Day 5 — Cron + observability

  • GHA workflow .github/workflows/reporting-weekly.yml (cron 0 16 * * 5)
  • GHA workflow .github/workflows/reporting-daily.yml (cron 0 7 * * 1-5)
  • Anomaly detection function (z-score on rolling 7-day window)
  • Langfuse dashboard: cost per report, latency per LLM call, error rate, kill-button per agent
  • Run end-to-end Fri May 8 17:00 CET — first auto-report ships

Buffer / Polish (week 2 if needed)

  • Tune narrative prompts based on Julien feedback
  • Add Linear-style "Next week focus" section auto-derived from open Notion tickets
  • Add weekly emoji header (🚀 / 🟡 / 🔴) based on overall traction score

Quality gates (before Julien greenlight Phase 2)
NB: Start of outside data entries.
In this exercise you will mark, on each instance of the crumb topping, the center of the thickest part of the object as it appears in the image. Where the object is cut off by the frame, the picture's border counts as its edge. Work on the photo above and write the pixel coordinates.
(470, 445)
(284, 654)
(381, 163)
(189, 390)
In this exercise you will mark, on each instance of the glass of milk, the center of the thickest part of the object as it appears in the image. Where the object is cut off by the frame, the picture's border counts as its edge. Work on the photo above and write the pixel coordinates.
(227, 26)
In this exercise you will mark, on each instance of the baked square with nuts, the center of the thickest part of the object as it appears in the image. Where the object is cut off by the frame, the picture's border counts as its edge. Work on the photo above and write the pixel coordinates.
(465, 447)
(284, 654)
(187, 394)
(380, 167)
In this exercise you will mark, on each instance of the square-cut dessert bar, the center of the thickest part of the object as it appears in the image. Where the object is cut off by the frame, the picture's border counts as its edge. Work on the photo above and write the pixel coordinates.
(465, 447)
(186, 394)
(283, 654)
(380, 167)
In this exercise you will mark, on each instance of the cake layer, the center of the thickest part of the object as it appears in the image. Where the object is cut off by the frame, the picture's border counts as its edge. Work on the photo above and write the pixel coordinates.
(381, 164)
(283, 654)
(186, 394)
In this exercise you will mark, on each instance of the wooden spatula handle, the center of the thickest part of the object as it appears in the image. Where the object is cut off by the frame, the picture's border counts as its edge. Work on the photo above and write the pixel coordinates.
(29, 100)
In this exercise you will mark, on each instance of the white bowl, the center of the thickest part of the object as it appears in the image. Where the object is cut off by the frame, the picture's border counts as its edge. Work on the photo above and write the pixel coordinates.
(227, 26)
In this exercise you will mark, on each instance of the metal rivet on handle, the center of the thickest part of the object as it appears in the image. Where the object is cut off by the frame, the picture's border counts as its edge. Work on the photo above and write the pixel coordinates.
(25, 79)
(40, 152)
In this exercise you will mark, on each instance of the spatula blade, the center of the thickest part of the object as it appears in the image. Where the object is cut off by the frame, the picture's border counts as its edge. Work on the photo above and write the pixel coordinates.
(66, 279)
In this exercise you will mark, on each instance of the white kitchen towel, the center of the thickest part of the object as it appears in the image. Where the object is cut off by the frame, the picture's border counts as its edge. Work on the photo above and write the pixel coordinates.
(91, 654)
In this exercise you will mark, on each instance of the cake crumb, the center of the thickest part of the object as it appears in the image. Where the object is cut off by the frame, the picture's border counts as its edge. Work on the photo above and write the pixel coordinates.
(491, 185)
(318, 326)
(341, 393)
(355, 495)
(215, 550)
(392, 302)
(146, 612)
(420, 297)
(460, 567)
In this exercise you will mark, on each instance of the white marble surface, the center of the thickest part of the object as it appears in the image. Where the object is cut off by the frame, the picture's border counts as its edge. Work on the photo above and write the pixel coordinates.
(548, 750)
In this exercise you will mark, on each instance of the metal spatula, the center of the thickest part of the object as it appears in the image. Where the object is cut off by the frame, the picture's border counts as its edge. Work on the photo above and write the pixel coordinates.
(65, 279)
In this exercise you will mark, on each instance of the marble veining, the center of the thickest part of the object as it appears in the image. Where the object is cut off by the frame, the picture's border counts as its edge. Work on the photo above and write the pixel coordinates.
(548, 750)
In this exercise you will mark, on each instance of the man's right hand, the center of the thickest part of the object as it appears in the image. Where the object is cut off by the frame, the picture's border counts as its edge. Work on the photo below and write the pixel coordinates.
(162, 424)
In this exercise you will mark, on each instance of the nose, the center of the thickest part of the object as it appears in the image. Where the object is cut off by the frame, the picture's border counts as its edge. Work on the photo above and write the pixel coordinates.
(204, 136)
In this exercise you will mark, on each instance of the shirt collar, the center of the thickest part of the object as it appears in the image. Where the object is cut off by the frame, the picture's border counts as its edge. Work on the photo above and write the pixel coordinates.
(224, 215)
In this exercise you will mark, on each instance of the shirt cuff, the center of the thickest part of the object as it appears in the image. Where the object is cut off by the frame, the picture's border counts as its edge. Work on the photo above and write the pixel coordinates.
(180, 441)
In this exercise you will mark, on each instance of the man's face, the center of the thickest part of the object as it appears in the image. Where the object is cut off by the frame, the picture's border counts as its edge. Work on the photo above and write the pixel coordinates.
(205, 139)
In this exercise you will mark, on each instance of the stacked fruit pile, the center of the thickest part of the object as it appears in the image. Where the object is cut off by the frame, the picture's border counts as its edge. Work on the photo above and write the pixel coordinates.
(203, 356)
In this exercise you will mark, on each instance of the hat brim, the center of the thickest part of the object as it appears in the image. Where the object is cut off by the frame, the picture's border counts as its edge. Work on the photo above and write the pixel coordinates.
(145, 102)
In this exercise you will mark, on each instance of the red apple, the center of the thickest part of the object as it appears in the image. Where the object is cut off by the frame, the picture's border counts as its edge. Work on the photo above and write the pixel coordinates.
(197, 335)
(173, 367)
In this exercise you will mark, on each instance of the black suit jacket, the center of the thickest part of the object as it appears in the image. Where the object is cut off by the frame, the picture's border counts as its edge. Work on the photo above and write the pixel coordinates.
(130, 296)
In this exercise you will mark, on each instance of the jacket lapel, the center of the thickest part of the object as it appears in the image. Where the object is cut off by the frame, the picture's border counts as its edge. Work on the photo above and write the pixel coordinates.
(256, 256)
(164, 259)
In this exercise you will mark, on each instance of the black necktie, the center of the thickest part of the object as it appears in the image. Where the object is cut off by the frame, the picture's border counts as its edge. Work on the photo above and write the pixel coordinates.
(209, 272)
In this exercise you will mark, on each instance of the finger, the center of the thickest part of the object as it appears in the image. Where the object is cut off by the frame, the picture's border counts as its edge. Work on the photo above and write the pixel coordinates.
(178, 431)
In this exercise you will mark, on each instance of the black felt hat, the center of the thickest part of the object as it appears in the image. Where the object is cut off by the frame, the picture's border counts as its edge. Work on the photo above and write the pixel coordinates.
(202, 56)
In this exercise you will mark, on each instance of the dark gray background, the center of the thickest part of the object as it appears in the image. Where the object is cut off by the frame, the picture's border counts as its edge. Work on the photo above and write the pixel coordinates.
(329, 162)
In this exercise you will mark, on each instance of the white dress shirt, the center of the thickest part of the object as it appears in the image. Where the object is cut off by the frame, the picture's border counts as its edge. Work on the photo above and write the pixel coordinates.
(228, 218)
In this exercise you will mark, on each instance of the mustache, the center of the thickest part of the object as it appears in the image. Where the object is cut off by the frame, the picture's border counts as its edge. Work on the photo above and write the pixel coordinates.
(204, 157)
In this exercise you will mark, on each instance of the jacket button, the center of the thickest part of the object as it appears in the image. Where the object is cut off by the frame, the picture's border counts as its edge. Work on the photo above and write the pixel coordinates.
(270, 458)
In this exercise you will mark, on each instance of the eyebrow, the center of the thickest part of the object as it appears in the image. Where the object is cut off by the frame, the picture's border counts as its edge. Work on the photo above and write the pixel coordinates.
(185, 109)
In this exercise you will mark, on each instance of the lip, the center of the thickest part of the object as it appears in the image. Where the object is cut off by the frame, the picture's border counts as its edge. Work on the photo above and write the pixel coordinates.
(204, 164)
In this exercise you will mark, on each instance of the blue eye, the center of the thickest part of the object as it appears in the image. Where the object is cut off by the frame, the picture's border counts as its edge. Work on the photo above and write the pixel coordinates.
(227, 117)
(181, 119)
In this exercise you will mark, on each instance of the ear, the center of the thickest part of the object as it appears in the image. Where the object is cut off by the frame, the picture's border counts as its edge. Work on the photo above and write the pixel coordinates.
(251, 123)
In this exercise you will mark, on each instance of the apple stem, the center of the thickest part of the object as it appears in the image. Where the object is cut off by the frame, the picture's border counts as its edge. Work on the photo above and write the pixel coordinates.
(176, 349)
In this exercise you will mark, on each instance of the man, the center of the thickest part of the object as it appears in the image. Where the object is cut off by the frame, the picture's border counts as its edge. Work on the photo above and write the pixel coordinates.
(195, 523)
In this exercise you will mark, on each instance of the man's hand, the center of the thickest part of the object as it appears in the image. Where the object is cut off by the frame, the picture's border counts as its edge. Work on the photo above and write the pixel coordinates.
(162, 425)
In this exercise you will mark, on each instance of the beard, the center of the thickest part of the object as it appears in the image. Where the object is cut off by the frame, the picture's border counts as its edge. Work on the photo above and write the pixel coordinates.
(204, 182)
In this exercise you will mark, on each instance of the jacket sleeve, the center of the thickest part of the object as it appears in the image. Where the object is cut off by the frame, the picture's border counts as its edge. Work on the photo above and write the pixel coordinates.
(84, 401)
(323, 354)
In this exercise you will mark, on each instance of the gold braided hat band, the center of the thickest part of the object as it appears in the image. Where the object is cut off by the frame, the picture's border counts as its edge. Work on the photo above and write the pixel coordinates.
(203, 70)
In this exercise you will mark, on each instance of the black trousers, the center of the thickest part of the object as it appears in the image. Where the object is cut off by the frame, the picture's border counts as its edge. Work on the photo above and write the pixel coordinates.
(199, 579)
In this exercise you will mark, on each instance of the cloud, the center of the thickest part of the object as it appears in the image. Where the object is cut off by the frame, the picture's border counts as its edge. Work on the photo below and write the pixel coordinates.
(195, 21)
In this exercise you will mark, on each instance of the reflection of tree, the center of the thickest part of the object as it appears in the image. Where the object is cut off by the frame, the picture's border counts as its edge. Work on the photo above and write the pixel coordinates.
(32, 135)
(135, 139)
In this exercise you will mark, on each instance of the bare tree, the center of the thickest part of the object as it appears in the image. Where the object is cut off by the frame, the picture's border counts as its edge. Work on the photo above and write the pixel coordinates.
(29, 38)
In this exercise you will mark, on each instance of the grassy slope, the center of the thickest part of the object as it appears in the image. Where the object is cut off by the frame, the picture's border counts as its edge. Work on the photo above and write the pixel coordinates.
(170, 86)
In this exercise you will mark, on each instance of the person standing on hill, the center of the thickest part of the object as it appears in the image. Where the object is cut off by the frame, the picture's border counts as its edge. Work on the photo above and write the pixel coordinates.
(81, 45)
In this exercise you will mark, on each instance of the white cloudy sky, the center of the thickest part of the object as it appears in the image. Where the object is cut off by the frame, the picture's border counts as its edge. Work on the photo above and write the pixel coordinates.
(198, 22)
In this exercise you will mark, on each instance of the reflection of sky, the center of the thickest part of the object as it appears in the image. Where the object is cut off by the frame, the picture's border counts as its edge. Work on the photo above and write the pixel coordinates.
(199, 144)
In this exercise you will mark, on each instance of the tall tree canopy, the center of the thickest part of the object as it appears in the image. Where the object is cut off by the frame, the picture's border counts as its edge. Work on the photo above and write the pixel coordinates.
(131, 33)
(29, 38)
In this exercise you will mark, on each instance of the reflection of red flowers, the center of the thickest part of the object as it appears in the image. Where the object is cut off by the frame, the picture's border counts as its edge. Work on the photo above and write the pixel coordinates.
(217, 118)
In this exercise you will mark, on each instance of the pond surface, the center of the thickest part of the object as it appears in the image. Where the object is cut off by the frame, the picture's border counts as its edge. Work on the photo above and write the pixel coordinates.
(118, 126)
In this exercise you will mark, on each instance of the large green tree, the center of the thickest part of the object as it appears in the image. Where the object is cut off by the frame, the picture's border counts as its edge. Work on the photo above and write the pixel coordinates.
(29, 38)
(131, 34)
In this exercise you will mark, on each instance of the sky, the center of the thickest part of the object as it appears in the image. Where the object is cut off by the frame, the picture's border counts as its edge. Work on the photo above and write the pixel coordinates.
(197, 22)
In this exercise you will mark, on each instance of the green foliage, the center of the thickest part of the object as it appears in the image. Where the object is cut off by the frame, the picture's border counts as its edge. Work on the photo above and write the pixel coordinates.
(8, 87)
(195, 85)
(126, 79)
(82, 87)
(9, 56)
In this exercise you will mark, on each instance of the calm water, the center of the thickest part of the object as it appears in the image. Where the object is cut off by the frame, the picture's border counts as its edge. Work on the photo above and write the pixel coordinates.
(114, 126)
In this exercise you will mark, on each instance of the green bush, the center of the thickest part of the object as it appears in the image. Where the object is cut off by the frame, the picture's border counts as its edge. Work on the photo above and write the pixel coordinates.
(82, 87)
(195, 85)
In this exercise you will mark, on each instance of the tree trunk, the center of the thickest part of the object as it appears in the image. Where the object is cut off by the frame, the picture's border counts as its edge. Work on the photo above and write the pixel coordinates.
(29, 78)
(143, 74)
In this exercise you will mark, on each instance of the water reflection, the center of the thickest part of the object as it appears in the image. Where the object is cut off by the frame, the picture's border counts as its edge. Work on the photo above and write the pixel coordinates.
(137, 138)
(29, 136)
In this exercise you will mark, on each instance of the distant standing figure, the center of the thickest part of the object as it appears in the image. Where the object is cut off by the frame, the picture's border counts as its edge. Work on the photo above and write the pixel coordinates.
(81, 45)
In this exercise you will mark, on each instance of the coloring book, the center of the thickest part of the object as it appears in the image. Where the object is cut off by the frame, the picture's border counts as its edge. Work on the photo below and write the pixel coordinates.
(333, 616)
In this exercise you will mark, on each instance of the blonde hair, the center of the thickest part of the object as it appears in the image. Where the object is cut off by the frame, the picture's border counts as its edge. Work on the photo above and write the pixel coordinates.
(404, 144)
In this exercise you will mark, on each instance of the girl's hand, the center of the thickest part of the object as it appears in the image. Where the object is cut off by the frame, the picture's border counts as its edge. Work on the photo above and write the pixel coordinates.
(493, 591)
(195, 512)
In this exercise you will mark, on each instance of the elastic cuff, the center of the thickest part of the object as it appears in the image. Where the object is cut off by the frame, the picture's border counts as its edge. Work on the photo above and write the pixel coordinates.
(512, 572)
Run for 4 consecutive weeks (May Wk 2 → Wk 5 = May 8 → May 31). Phase 2 only if: - [ ] Cost actual ≤ €10/mo (vs €2-5 estimate, with buffer) - [ ] Quality — Julien rates 4 of 4 reports ≥ 7/10 vs Cleiton baseline - [ ] Reliability — 0 missed weekly runs (auto-recovery on transient failures) - [ ] Time saved — Cleiton spent <30 min/week reviewing/editing (vs 2h writing) - [ ] No data leak — Langfuse traces show 0 unauthorized writes outside scoped sources

If 1+ gate fails: iterate Phase 1, do not expand to Phase 2.


Risks + mitigations

Risk Severity Mitigation
Opus 4.7 new tokenizer surprise costs Medium Cap weekly spend at €5 via Anthropic API budget alert. Fall back to Sonnet 4.6 orchestrator if exceeded.
LiteLLM future supply chain incident Medium Pin exact version (v1.83.x specific patch). Renovate bot for security-only updates.
HubSpot/LinkedIn API rate limits Low Cache reads with 1h TTL; nightly batch instead of real-time.
Narrative drifts (Julien hates the voice) Medium Quality gate week 1 — if drift, re-prompt with Cleiton's W1-W3 reports as few-shot examples.
Hallucinated numbers High Hard gate: every number in narrative must trace to a source field. Validator function asserts before publish. Fail closed (skip publish, alert).
Anomaly false positives (Slack noise) Low Tune z-score threshold week 1-2. Allow user mute command in Slack.

Phase 2 trigger criteria

Build Reply Triage Agent (next slice) only when: 1. Phase 1 ran 4 consecutive weeks without manual intervention 2. Real cost ≤ €10/mo confirmed 3. Julien explicitly greenlights with "yes, go to Phase 2" 4. Langfuse dashboard shows clean trace flow (no investigation backlog)

Phase 2 expected scope: BD reply triage (Haiku 4.5 native classify into 5 buckets) + Gemini 2.5 Flash for prospect research enrichment.


References


Filed Apr 26 2026 by Cleiton Sena. Status: SPEC — awaiting Julien approval Tue 28 Apr in 1:1.